An Auxiliary Nurse Midwife (ANM) is a extensively trained female frontline health worker stationed at the Sub-Centre (the lowest tier). Her primary job is preventive care in the community—visiting homes, administering vaccines, counseling pregnant women, and promoting family planning. She is not a doctor. A Medical Officer (MO) is a qualified MBBS doctor stationed at the Primary Health Centre (PHC). The MO diagnoses diseases, prescribes Schedule H drugs, and handles complicated deliveries or medical emergencies referred by the ANMs.
Q2. Why do urban slums often have worse health indicators than rural villages?

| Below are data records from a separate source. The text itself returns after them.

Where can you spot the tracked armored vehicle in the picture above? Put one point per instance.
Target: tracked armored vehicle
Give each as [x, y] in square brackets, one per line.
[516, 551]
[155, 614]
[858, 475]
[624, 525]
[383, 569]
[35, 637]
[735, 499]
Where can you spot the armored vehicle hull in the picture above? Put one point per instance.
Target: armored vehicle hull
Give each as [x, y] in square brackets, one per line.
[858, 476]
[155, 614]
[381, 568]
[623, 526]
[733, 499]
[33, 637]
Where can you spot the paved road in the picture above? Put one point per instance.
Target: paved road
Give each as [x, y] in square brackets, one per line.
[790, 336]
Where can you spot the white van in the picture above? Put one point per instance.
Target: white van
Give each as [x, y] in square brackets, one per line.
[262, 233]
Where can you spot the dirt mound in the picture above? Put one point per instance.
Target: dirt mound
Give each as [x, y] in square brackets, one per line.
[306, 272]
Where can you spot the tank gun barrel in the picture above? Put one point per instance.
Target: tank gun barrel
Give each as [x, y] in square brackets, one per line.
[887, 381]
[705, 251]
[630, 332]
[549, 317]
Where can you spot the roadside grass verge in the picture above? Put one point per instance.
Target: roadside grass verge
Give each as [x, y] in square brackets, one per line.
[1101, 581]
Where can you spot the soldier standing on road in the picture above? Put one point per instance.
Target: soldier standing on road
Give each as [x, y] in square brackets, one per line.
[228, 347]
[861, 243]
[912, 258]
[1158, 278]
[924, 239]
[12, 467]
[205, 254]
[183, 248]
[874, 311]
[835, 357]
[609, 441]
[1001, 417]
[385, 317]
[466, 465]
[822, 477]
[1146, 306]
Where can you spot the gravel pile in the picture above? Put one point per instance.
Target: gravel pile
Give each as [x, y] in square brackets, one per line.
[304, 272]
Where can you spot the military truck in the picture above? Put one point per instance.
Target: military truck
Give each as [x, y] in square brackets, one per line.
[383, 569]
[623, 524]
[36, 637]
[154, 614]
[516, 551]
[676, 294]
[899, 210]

While cities have large tertiary care hospitals (like AIIMS or medical colleges), these are incredibly overcrowded, expensive, and intimidating for poor migrants. Slums face extreme overcrowding, complete lack of sanitation (shared or non-existent toilets), contaminated municipal water lines, and severe industrial pollution. The NUHM (National Urban Health Mission) was created specifically because these extreme environmental hazards caused massive outbreaks of TB and Cholera, and the urban poor had no localized, free “Primary” clinics (U-PHCs) to go to.
Q3. What is the true public health purpose of the “Mid-Day Meal” scheme in schools?
While it appears to be an educational incentive (to increase school enrollment and attendance among poor families), its primary public health goal is Nutritional Intervention. It guarantees that vulnerable, growing children receive at least one balanced, hot, calorie/protein-dense meal a day. This directly combats severe childhood undernutrition (Marasmus/Kwashiorkor) and anemia, ensuring the child’s physical and cognitive development is not permanently stunted by poverty.